First public MBS sale backed by co-op loans has significant impact on costs, NCB says.

The National Cooperative Bank, pleased with the success of its first sale in the public market of securities backed by loans to housing cooperatives in New York, plans another one by the end of the year.

"We were getting to the point where the pricing of private placements seemed too high for us, so we sought the efficiency of the public market," said Grace A. Huebscher, president of the NCB Mortgage Corp., a subsidiary of the bank. She said total costs, principally brokerage fees, were twice as high for private placements.

"We expect the secondary market for these securities to grow as more product becomes available and more investors are attracted to this market," said Ira Wagner, director of the mortgage group at First Boston Corp., which underwrote the $93 million deal.

The loans are on the actual buildings, not to the members of a cooperative. They have loan-to-value ratios, typically averaging less than 20% as a co-op and 35% as a rental property.

Because of the decline in interest rates, loan volume has been high, Huebscher said. She said the bank already has exceeded its 1991 level of loan volume in New York and will easily establish a record for new loan originations for the institution. The bank cannot have more than 30% of its assets in real estate, a fact which made it necessary to sell the New York mortgages. Currently its real estate portfolio is about $200 million, Huebscher said.

The pool of mortgages in the first public sale was split evenly between those with 10-year and those with 15-year maturities. Seventy percent of the loans were on properties in Manhattan.

The soft condition of the New York real estate market has caused some concern about the financial stability of co-ops. The New York State Attorney General's office, however, estimated that less than 2% of the more than 5,000 co-ops in the New York area have defaulted.

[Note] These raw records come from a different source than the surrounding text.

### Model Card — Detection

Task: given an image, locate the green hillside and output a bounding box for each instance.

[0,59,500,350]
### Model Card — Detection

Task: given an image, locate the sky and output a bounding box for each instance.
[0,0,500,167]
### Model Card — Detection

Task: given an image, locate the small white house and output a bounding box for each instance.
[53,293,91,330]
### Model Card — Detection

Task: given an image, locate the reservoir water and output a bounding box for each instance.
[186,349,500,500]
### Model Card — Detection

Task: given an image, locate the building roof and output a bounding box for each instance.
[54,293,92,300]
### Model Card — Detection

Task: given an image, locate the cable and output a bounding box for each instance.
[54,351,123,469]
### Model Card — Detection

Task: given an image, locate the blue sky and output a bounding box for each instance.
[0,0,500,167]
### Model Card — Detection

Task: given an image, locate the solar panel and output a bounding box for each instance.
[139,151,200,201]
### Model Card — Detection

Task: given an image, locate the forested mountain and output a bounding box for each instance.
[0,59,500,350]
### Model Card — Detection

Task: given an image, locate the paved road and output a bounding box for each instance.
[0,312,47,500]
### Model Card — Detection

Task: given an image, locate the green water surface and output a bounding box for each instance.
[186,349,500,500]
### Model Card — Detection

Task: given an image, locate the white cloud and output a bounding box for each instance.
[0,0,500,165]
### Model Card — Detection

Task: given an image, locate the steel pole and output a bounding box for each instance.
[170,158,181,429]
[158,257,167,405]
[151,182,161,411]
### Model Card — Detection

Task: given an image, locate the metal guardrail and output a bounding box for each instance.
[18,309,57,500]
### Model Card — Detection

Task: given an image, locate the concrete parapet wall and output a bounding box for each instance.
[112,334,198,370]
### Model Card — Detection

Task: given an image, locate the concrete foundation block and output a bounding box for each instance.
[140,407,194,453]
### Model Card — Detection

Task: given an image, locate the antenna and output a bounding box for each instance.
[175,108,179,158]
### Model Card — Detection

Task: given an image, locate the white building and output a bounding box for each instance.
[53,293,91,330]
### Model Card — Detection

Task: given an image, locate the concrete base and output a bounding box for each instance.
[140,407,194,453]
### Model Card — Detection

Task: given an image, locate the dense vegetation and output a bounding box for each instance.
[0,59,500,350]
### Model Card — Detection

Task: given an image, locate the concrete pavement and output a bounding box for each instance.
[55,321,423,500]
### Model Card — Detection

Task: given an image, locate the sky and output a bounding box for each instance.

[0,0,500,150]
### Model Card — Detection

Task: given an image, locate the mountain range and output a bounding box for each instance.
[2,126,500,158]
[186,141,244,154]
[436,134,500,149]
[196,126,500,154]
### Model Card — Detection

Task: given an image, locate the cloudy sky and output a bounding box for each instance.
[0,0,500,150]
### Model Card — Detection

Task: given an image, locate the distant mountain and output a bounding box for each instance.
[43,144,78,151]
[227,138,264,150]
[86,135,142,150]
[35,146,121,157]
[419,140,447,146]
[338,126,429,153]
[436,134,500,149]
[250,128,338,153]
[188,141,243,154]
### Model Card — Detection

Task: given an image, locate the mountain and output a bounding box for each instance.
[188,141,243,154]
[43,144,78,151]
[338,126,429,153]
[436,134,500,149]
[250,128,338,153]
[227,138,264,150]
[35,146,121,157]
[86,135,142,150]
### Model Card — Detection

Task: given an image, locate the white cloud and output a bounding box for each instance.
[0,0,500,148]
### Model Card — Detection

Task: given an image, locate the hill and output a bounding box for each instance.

The default problem has been laid to a small number of sponsors who took on significant leverage and were caught in a cash squeeze when the market weakened and sales of apartment units slowed, Huebscher said.

She said NCB has avoided highly-leveraged sponsor-conversions and so the bank has experienced no significant credit deterioration. In New York, it has never experienced a default or foreclosure and has had only two serious delinquencies, both of which were resolved, she added.

Washington-based NCB was formed by Congressional charter in 1978 to finance a variety of cooperative enterprises. The institution was privatized in 1981, and funds previously appropriated by the federal government were converted to long-term subordinated notes, with future funding obtained in the capital markets.